ATHENS -- Greece's Parliament approved drastic austerity measures Thursday in order to secure a $140 billion international rescue package. Clashes briefly erupted in the streets outside Parliament, causing police to use tear gas on demonstrators.

The rescue loans are aimed at containing Greece's debt crisis and keeping the troubles from spreading to other countries with vulnerable state finances, such as Portugal and Spain. The money will come from the International Monetary Fund and the 15 other governments whose countries use the euro.

Fears about Greece defaulting on its debt have undermined the value of the euro, and although the rescue package should keep Greece from immediate bankruptcy, the country's long-term prospects are unclear. Greece's economic growth prospects are weak, and the population's willingness to accept cutbacks may wane, leading some economists to predict an eventual debt restructuring.

Greek lawmakers voted 172 to 121 to approve the austerity measures -- worth about $38.18 billion through 2012 -- which will reduce pensions and civil servants' pay and raise taxes. Opposition parties lambasted the government for imposing measures that they deemed too harsh.

"The dose of the medicine you are administering is in danger of killing the patient," conservative opposition leader Antonis Samaras said.

Clashes broke out in Athens at the end of a protest that drew tens of thousands of people as police pushed back a few thousand demonstrators outside Parliament. The violence was quickly contained after police fired tear gas at the protesters, who had earlier pelted them with stones, oranges and bottles. Several small fires burned in surrounding streets. No injuries or arrests were reported.

Protester Thodoris Mougiakos said he was angry the IMF would control Greek finances.

"It's blackmail," the 32-year-old engineer said. "There is money, but they spend it on things like armaments and businesses. The church has money, too. If we had been drawing money from all these sources, we wouldn't be in this situation now."

But the protest was peaceful in contrast with Wednesday's rioting, which left three people dead, 59 injured and 25 arrested.
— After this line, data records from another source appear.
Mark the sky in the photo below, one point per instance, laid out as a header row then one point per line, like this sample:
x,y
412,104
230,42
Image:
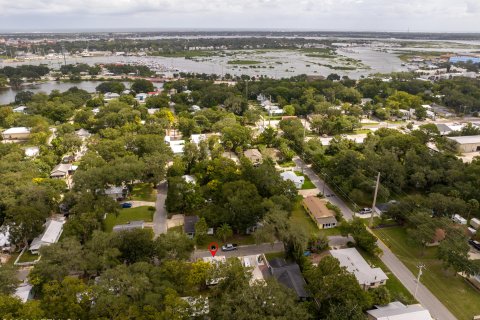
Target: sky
x,y
323,15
Police said 50 stores, banks and offices were damaged and seven vehicles damaged or burned.

Finance Minister George Papaconstantinou said Greece would default on its debt payments this month unless it received bailout loans from the IMF and the 15 euro-zone countries that had remained divided for months on how to aid Athens.

"We have done what was necessary, not what was easy," Papaconstantinou said after the vote. "Without these measures, we'd be thrown into the deepest recession this country has ever known."